Conflitos familiares que começam no testamento: como a ausência de planejamento sucessório afeta a saúde mental dos herdeiros

Advogada alerta que o luto associado à desorganização patrimonial tem potencial de causar rupturas familiares, traumas psicológicos e prejuízos financeiros que poderiam ser evitados com planejamento jurídico prévio

A morte de um ente querido é um dos momentos mais delicados da vida — e pode se tornar ainda mais doloroso quando há disputas entre os herdeiros. O que poucos sabem é que a falta de um planejamento sucessório estruturado não apenas compromete o patrimônio familiar, mas também a saúde mental dos envolvidos.

“É muito comum as pessoas evitarem falar sobre morte. Mas, ao adiar decisões importantes sobre testamento, doações em vida ou estruturação de uma holding, acabam deixando os herdeiros vulneráveis a longos processos judiciais e conflitos emocionais que poderiam ser prevenidos”, afirma a advogada Gislene Costa, especialista em planejamento patrimonial, sucessório e matrimonial.

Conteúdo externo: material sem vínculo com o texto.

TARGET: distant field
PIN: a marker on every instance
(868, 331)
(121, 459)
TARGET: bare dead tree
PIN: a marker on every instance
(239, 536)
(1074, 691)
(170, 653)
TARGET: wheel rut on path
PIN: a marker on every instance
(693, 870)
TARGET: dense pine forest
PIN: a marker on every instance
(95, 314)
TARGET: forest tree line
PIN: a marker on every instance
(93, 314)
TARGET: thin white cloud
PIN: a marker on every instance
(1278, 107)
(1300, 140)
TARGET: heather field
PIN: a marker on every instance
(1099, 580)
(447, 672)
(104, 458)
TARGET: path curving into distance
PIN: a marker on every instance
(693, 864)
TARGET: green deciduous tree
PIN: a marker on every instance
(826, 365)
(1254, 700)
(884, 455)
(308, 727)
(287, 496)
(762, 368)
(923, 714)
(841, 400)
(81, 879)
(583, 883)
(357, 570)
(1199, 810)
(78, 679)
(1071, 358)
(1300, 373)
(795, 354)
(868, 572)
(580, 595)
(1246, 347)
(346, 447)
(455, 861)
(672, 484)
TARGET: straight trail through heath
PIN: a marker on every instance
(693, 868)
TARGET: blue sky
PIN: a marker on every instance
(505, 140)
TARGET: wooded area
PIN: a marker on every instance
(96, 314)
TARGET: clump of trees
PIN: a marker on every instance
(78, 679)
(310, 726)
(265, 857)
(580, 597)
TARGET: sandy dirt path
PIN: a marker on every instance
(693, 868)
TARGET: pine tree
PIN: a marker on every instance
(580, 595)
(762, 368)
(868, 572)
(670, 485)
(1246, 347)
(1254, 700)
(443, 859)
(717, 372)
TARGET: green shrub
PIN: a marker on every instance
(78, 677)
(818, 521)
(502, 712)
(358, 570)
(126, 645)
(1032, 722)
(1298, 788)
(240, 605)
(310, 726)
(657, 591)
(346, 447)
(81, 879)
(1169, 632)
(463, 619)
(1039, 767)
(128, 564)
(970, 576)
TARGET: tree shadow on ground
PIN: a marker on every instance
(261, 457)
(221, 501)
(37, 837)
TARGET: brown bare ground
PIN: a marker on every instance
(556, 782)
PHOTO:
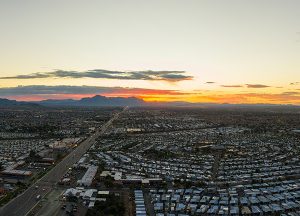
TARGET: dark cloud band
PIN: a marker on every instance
(170, 76)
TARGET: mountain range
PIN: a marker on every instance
(98, 101)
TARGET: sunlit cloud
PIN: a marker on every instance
(257, 86)
(169, 76)
(232, 86)
(41, 92)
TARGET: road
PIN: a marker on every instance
(22, 204)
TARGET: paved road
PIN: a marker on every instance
(22, 204)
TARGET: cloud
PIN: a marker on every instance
(170, 76)
(257, 86)
(232, 86)
(40, 92)
(290, 93)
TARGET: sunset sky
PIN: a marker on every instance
(230, 51)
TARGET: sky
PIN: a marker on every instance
(232, 51)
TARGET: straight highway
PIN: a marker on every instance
(22, 204)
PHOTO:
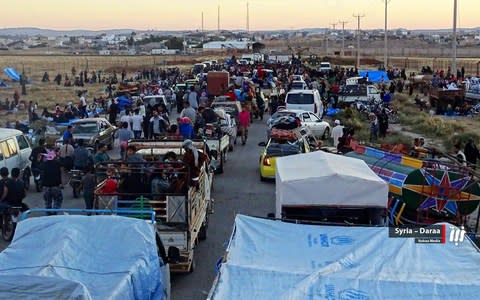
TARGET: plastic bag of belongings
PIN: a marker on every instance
(286, 123)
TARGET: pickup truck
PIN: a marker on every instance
(182, 208)
(359, 92)
(85, 257)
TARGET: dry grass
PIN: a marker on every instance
(48, 94)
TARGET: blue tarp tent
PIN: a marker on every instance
(375, 76)
(12, 74)
(268, 259)
(90, 257)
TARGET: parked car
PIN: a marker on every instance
(93, 131)
(320, 129)
(308, 100)
(292, 143)
(155, 100)
(298, 85)
(15, 152)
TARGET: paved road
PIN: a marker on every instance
(238, 190)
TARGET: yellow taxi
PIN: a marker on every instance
(281, 143)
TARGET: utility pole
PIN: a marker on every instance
(454, 39)
(218, 18)
(334, 27)
(343, 36)
(358, 38)
(248, 19)
(385, 50)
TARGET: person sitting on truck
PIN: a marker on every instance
(208, 115)
(194, 160)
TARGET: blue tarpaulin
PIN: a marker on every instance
(375, 76)
(269, 259)
(89, 257)
(12, 74)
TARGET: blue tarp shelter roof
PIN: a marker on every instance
(270, 259)
(91, 257)
(375, 76)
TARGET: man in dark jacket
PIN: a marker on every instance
(52, 181)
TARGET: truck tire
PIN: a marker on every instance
(202, 234)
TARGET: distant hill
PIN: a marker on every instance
(32, 31)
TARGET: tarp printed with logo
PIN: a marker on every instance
(270, 259)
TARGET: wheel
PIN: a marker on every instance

Segundo o Colégio Notarial do Brasil, o número de inventários extrajudiciais cresceu 32% em 2024, indicando que mais famílias estão buscando alternativas fora do Judiciário. No entanto, cerca de 60% das transmissões de bens ainda ocorrem via inventário judicial — processo que pode durar entre 3 a 10 anos e comprometer até 20% do valor do patrimônio com custos e impostos, além de honorários e possíveis disputas.

“Já atendi famílias que romperam laços irreversíveis por conta de uma herança mal resolvida. E, muitas vezes, o que gera a ruptura não é o valor do patrimônio, mas a sensação de injustiça, surpresa ou favoritismo percebido durante a partilha. Isso gera mágoas profundas, que impactam diretamente a saúde emocional dos herdeiros”, explica Gislene.

Além da sobrecarga emocional, o inventário judicial traz instabilidade financeira. “Imagine herdeiros que contam com um imóvel alugado ou com dividendos de uma empresa familiar, mas não conseguem acessar os recursos por anos. Isso compromete a vida financeira de todos e gera frustração, especialmente quando há filhos ou cônjuges em situação de vulnerabilidade”, complementa.

Gislene destaca três ferramentas jurídicas que ajudam a evitar esse cenário:

  1. Testamento – distribui bens de forma clara e pode incluir cláusulas personalizadas.
  2. Doação em vida com cláusula de usufruto vitalício – antecipa a partilha sem abrir mão do controle sobre os bens.
  3. Holding familiar – organiza o patrimônio dentro de uma empresa, facilitando a sucessão, reduzindo custos tributários e blindando os bens contra disputas judiciais.

“A holding é especialmente recomendada para famílias com imóveis, empresas, cotas ou investimentos relevantes. Com ela, é possível planejar a sucessão via contrato social, evitar o inventário e ainda garantir a governança dos bens em vida”, detalha Gislene.

A advogada afirma que a relação entre Direito Sucessório e saúde mental ainda é pouco discutida, mas absolutamente urgente. “O luto já é um momento de instabilidade emocional. Quando há litígio, má comunicação e insegurança patrimonial, isso se transforma em ansiedade, depressão e até traumas familiares irreversíveis. Planejar é um ato de amor e de saúde emocional coletiva.”

O mês de setembro, marcado pela campanha Setembro Amarelo, é um bom momento para trazer esse tipo de conversa à tona. “Falar sobre morte com responsabilidade é, também, cuidar dos vivos. É possível proteger quem fica e, ao mesmo tempo, garantir que seu legado seja respeitado com dignidade e paz”, finaliza Gislene.

📊 BOX: Impacto da falta de planejamento sucessório

  • 60% dos inventários ainda ocorrem judicialmente no Brasil.
  • Tempo médio de duração: 3 a 10 anos.
  • Custo estimado: de 10% a 20% do valor do patrimônio.
  • Mais de 35 mil disputas por herança tramitaram no Judiciário em 2024.
  • Inventários extrajudiciais cresceram 32% em 2024 (CNB).
  • 70% das famílias empresárias perdem patrimônio na passagem entre gerações (dados IBGE/Fundação Dom Cabral).